Zulip Chat Archive

Stream: lean4

Topic: PSA: Verified Regex Matching with PikeVM


pandaman (Jan 05 2024 at 11:37):

Let me introduce a Regex library that I have just completed the correctness proof in Lean :big_smile: The library uses a NFA-based PikeVM, which guarantees the linear worst-case run time. I'm also planning to further optimize the performance by profiling and reducing the allocations.

This is my first serious Lean project, and I'd appreciate any help or suggestions you can provide. Thanks!

https://github.com/pandaman64/lean-regex/tree/main

Martin Dvořák (Jan 05 2024 at 11:55):

Does it intentionally avoid docs#NFA from Mathlib?

pandaman (Jan 05 2024 at 12:03):

Yes. I wanted to explicitly control how the data is laid out in memory.

Martin Dvořák (Jan 05 2024 at 12:23):

Where is it done?

Kyle Miller (Jan 05 2024 at 12:29):

@Martin Dvořák Are there examples of docs#NFA being evaluated? That type seems good for purely theoretical arguments, which is great, but Set has no runtime representation.

Here's the NFA type: https://github.com/pandaman64/lean-regex/blob/main/Regex/NFA/Basic.lean#L72

Here's the NFA state: https://github.com/pandaman64/lean-regex/blob/main/Regex/NFA/VM/Basic.lean#L23

pandaman (Jan 05 2024 at 12:31):

You can find state transitions here: https://github.com/pandaman64/lean-regex/blob/9e6270b46436f7e147d1396bf67616fe8d86fd29/Regex/NFA/VM/Basic.lean#L337

Martin Dvořák (Jan 05 2024 at 12:32):

Oic now.
https://github.com/pandaman64/lean-regex/blob/main/Regex/NFA/Tests.lean
The regex is specified as a tree (inside there is array), the input is specified as a string.

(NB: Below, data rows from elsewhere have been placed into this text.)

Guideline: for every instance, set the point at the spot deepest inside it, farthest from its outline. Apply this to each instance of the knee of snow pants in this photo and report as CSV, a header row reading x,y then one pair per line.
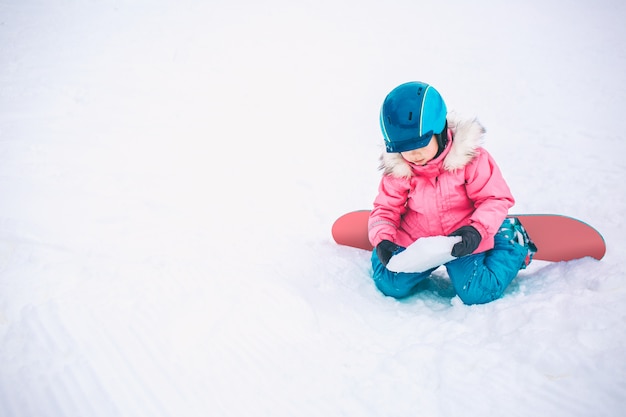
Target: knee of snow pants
x,y
396,284
483,277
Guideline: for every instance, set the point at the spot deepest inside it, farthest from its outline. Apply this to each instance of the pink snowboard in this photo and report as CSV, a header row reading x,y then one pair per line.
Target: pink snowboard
x,y
558,238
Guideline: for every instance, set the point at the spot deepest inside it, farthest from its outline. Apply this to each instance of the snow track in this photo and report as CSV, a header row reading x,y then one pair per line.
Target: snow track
x,y
170,171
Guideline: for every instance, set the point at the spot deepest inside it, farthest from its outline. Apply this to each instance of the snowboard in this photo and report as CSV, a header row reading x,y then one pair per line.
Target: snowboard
x,y
558,238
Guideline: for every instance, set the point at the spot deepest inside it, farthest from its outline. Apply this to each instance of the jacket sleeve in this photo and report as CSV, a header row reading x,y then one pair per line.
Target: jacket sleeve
x,y
490,193
389,206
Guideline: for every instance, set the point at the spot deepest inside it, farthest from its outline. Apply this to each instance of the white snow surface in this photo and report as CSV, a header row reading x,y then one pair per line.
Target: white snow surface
x,y
424,254
169,175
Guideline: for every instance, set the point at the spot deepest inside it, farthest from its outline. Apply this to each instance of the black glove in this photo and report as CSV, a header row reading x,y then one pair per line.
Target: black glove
x,y
470,239
385,250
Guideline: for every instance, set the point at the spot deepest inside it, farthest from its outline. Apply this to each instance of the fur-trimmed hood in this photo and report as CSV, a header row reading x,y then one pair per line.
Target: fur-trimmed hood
x,y
467,137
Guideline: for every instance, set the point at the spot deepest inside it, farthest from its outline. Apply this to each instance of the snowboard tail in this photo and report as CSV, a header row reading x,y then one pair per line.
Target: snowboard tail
x,y
558,238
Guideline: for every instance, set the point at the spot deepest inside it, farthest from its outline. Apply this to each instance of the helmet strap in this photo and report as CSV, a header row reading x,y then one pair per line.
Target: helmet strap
x,y
442,139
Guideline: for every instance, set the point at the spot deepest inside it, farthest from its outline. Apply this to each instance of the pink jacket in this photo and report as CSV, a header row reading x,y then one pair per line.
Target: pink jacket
x,y
462,186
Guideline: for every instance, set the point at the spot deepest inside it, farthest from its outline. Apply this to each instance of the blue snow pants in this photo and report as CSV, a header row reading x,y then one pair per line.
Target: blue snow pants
x,y
477,279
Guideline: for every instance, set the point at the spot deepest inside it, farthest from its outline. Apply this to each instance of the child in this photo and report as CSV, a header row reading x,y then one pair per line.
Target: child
x,y
438,180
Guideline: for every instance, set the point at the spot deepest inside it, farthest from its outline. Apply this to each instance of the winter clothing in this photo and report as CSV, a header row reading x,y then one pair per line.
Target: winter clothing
x,y
385,250
470,239
459,192
477,279
411,114
462,186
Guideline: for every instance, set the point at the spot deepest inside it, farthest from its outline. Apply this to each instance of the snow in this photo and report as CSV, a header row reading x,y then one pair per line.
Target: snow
x,y
424,254
170,171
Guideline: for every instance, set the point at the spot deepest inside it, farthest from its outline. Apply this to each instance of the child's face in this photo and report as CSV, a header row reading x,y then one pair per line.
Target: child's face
x,y
423,155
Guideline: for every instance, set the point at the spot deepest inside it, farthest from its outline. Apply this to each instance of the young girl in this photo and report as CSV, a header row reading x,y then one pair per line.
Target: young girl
x,y
438,180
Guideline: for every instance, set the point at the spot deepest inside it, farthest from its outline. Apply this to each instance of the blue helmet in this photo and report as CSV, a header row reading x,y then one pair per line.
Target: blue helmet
x,y
411,114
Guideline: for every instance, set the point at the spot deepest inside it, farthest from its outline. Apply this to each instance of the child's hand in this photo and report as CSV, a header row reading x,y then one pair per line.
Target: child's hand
x,y
385,250
470,239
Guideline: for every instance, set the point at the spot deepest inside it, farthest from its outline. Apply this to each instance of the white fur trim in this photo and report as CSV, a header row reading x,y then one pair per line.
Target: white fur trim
x,y
467,138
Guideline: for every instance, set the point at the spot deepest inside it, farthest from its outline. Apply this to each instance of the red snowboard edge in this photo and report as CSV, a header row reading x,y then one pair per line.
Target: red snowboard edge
x,y
558,237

Kyle Miller (Jan 05 2024 at 12:37):

@pandaman Could you change the .char regex to take a Char -> Bool predicate instead of a Char? I'm not sure all the implications this would be to what you've done, but that would let you handle character ranges easily, which could otherwise be intractable to represent as a regex if it's a big unicode range. I'm assuming you could modify the VM similarly.

Kyle Miller (Jan 05 2024 at 12:41):

(For the NFA state, I saw you mentioned bitvec, which would be a really good improvement to its efficiency. It looks like you already were careful to create an API around NodeSet, which hopefully makes the transition fairly painless! One first step you could do is change that from an abbrev to a def to see where you're accidentally using its definition.)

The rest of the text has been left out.